Man of Steel begins on the planet Krypton, with the wise scientist Jor-El (played by Russell Crowe) and his wife, Lara (played by Ayelet Zurer), giving birth to a baby boy they name Kal-El. With the planet of Krypton doomed to destruction, Jor-El and Lara send their son off to Earth, where he will have a chance for a survival. Meanwhile, General Zod (played by Michael Shannon), the military leader of Krypton, attempts to take over the planet with a handful of loyal followers including the vicious Faora (played by Antje Traue). Zod’s attempt to overthrow Krypton’s counsel is prevented and as punishment, he and his followers are banished to the Phantom Zone. Thirty-three years later, Clark Kent (played by Henry Cavill) is a mysterious drifter with superhuman abilities. He largely remains in the shadows, working odd jobs and occasionally saving people from horrific accidents. Word gets out about a mysterious object found in the ice in the Artic, which catches the attention of Pulitzer-Prize winning journalist Lois Lane (played by Amy Adams). Lois sets out to do a piece on the mysterious object, but as she snoops around the dig, she comes face to face with Clark, who has also taken an interest in the object. After Lois is injured, Clark narrowly saves her life and then disappears. Shaken by what she has seen, she begins digging into rumors about a drifter who always seems to be in the right place at the right time. Clark, meanwhile, uncovers secrets about where he came from and learns about his superhuman abilities.
Almost instantly, Snyder, screenwriter David S. Goyer, and producer Christopher Nolan set their vision of Superman apart from the previous attempts through a gritty and emotionally riveting stage setter on the crumbling planet of Krypton. Gone is Donner’s neon crystal environment and in its place is a gunmetal gray landscape full of zippy spaceships and roaring and soaring alien beasts. There is plenty of exposition about Krypton and it is spiced up through bone-snapping fistfights and blaring explosions that dwarf anything we saw in Superman Returns. While this sequence ends in tragedy, there is still plenty of optimism from Crowe’s Jor-El, who is convinced that Kal-El will be a god to the people of Earth. When Snyder shifts clumsily to Earth, Nolan’s gloomy cinematic fingerprints begin to emerge. The filmmakers take their time working up to Superman’s big reveal, spinning a soulful tale of a man who is completely at odds with his abilities. To make things worse on the guy, he is entering a post-9/11 world that trembles in fear over the very idea of a man that can glide over the clouds. Despite numerous attempts to convince us that he means no harm, he is still met with suspicious eyes from the jumpy U.S. government.

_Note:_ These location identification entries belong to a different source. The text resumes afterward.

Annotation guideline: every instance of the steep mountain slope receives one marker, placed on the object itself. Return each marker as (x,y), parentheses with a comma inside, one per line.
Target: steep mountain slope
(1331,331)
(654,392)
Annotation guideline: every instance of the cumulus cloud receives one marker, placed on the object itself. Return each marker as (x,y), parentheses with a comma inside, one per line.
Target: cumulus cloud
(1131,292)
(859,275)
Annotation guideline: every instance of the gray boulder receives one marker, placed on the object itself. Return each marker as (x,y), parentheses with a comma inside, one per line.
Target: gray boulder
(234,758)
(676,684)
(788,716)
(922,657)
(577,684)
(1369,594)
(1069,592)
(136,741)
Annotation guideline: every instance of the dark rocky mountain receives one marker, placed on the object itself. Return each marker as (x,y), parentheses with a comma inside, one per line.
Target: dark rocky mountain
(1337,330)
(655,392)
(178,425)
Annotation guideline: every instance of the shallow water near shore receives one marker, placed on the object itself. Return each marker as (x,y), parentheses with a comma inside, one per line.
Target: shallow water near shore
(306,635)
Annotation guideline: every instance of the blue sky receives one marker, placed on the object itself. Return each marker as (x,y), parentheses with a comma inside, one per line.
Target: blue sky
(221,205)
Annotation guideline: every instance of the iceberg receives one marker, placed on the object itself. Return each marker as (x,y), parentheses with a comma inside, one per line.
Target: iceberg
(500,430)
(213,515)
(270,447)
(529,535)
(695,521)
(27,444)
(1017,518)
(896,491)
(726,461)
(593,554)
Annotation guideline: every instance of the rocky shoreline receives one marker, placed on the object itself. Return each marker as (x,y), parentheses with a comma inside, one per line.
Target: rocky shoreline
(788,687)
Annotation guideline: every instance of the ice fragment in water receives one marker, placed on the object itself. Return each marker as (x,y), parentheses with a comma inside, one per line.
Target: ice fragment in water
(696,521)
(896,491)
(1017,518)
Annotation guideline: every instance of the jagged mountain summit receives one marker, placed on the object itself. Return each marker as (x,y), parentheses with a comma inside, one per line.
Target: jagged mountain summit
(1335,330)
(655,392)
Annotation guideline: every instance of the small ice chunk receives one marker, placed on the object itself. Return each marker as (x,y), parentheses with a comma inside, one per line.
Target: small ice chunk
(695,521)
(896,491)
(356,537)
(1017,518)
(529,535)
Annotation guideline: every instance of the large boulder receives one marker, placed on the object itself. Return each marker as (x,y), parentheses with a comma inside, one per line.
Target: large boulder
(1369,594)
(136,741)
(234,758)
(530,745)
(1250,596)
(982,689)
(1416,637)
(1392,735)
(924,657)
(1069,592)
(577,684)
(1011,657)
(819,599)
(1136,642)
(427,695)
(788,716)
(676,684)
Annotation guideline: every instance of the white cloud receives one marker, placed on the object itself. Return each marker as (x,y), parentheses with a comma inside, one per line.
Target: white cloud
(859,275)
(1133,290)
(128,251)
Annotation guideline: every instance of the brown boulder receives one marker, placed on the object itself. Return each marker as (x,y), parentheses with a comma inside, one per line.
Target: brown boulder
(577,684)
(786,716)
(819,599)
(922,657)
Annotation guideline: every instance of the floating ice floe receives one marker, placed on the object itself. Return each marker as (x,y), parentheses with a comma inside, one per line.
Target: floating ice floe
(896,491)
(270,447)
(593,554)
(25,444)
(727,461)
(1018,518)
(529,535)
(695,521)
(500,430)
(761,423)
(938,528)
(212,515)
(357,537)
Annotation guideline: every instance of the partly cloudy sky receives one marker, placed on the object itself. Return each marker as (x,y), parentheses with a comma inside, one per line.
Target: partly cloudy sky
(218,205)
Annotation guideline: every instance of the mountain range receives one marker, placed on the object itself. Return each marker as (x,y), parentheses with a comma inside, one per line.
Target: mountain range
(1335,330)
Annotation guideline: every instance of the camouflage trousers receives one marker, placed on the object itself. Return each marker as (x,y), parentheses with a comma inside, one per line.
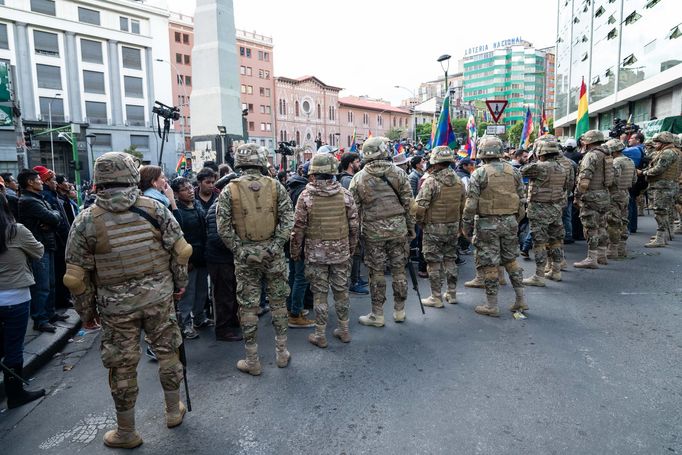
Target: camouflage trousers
(440,254)
(379,254)
(547,231)
(321,278)
(664,206)
(593,210)
(120,347)
(617,217)
(248,296)
(497,244)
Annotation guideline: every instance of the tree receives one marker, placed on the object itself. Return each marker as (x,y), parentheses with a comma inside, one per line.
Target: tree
(132,150)
(395,134)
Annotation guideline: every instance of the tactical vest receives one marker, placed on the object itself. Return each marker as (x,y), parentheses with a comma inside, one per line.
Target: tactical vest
(127,245)
(550,190)
(254,207)
(446,207)
(327,219)
(672,172)
(499,197)
(379,201)
(627,172)
(602,177)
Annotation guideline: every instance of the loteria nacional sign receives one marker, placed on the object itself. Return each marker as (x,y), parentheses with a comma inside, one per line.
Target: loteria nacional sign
(492,46)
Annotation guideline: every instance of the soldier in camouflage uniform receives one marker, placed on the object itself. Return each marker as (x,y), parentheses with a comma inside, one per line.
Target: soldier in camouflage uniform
(491,213)
(546,200)
(383,197)
(662,175)
(625,175)
(254,218)
(440,202)
(326,229)
(126,259)
(592,197)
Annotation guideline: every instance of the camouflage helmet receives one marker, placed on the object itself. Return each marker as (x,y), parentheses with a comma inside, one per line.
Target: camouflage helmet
(116,168)
(546,147)
(323,163)
(489,147)
(376,148)
(615,145)
(664,137)
(442,154)
(592,137)
(250,155)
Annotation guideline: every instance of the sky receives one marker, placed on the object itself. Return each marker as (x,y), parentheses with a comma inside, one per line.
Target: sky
(368,47)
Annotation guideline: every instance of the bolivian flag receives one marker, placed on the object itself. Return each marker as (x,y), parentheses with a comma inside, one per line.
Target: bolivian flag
(583,122)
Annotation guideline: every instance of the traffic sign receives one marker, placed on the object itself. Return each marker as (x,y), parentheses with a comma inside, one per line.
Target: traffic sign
(496,108)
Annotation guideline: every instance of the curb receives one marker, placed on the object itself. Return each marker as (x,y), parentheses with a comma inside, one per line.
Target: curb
(40,349)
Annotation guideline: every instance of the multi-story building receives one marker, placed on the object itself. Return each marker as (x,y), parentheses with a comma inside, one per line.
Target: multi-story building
(509,70)
(257,86)
(363,115)
(92,63)
(181,39)
(629,54)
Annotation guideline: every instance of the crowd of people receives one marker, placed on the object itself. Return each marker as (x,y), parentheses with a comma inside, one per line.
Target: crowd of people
(238,243)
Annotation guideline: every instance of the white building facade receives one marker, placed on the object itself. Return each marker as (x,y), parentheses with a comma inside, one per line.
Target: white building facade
(89,62)
(629,54)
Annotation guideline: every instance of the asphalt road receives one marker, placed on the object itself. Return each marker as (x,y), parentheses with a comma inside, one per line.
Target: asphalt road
(595,369)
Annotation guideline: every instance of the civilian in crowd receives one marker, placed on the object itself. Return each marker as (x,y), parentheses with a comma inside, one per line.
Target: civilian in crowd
(62,296)
(17,247)
(220,264)
(348,167)
(43,222)
(11,193)
(635,151)
(153,184)
(297,280)
(417,165)
(192,220)
(204,192)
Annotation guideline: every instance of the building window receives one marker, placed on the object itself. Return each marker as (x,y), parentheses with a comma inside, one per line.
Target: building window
(45,43)
(89,16)
(43,6)
(135,115)
(49,77)
(133,87)
(93,82)
(140,142)
(132,58)
(96,112)
(56,108)
(91,51)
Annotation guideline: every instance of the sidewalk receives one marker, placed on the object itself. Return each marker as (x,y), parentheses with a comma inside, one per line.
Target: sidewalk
(40,347)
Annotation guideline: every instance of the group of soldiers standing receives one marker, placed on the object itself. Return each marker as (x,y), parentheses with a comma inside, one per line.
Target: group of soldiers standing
(127,259)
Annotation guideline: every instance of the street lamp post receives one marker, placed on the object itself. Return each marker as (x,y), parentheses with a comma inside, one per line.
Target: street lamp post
(414,114)
(49,115)
(182,105)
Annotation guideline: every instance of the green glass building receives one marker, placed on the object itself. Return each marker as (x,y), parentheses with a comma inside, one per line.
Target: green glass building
(511,70)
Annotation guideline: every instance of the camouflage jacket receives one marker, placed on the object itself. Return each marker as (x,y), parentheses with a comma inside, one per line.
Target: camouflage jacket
(429,191)
(393,227)
(477,182)
(323,251)
(243,248)
(660,162)
(133,294)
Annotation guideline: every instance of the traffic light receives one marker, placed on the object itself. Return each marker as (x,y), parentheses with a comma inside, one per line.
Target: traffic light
(27,137)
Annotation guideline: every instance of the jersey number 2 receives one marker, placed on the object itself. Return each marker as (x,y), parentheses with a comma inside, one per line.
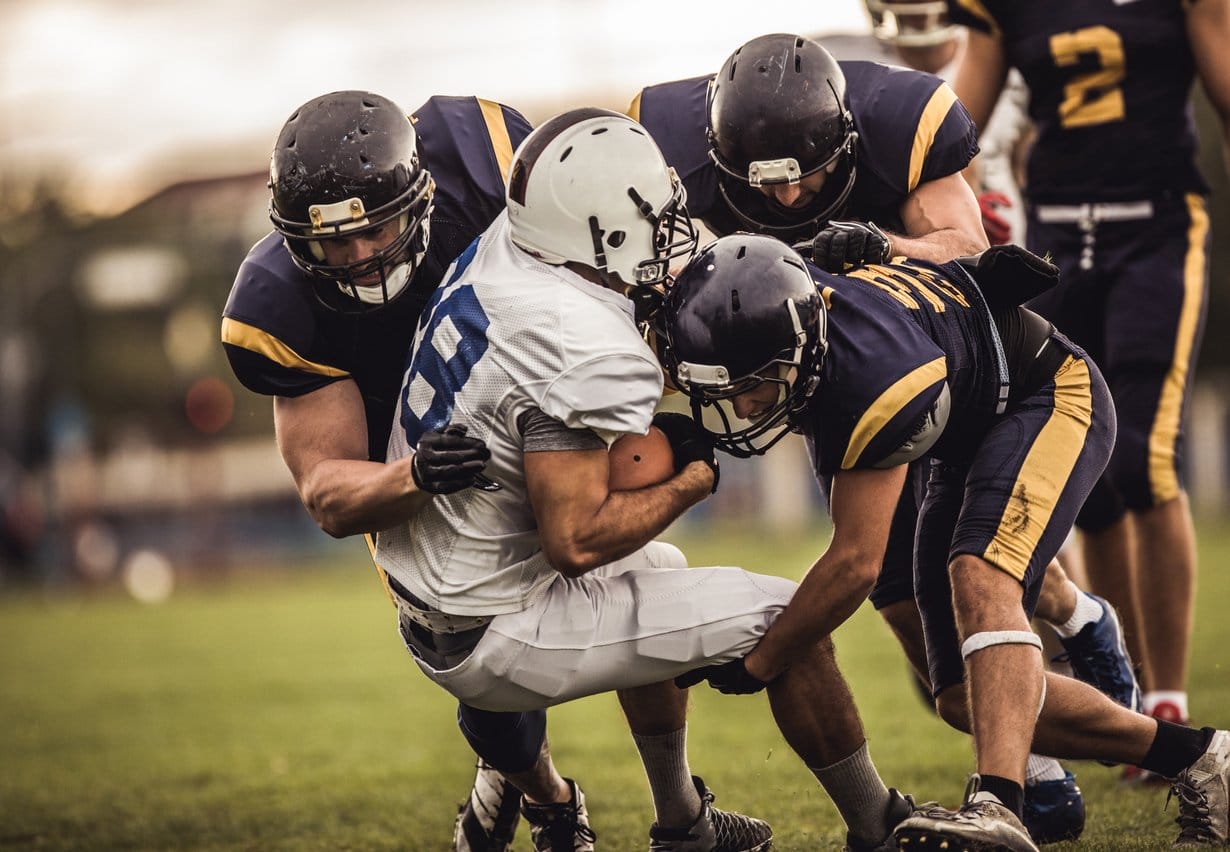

The most pivotal part of Man of Steel is Henry Cavill’s performance as Kal-El/Clark Kent/Superman. Cavill is absolutely excellent as an outcast who has been warned not to reveal his superhuman abilities to the world. He wants to help any way he can but the fear of rejection hangs heavy over his head. Cavill uses his eyes to convey this constant vulnerability and confusion, looking to the stars and his earthly father, Jonathan Kent (played by Kevin Costner), for guidance. While the new vulnerability is great, wait until you get a load of him in a fight. There is a surging intensity and almost a pulsing anger buried deep within his character that was completely unexpected. When Cavill is finally allowed to stop brooding, it is easy to see why he was chosen for the role. He is just bursting with all-American charm and he certainly is a warm figure of hope, even if he isn’t relegated to saving a kitten from a tree or helping an old lady across a busy Metropolis street. No, this Superman has bigger fish to fry when Shannon’s General Zod comes calling. We all know that Shannon can go fully crazy when he wants, and he certainly does get a little nuts with General Zod, but there is a measured insanity to his performance. He is a man driven by the love of his planet and he will stop at nothing to carry out his mission.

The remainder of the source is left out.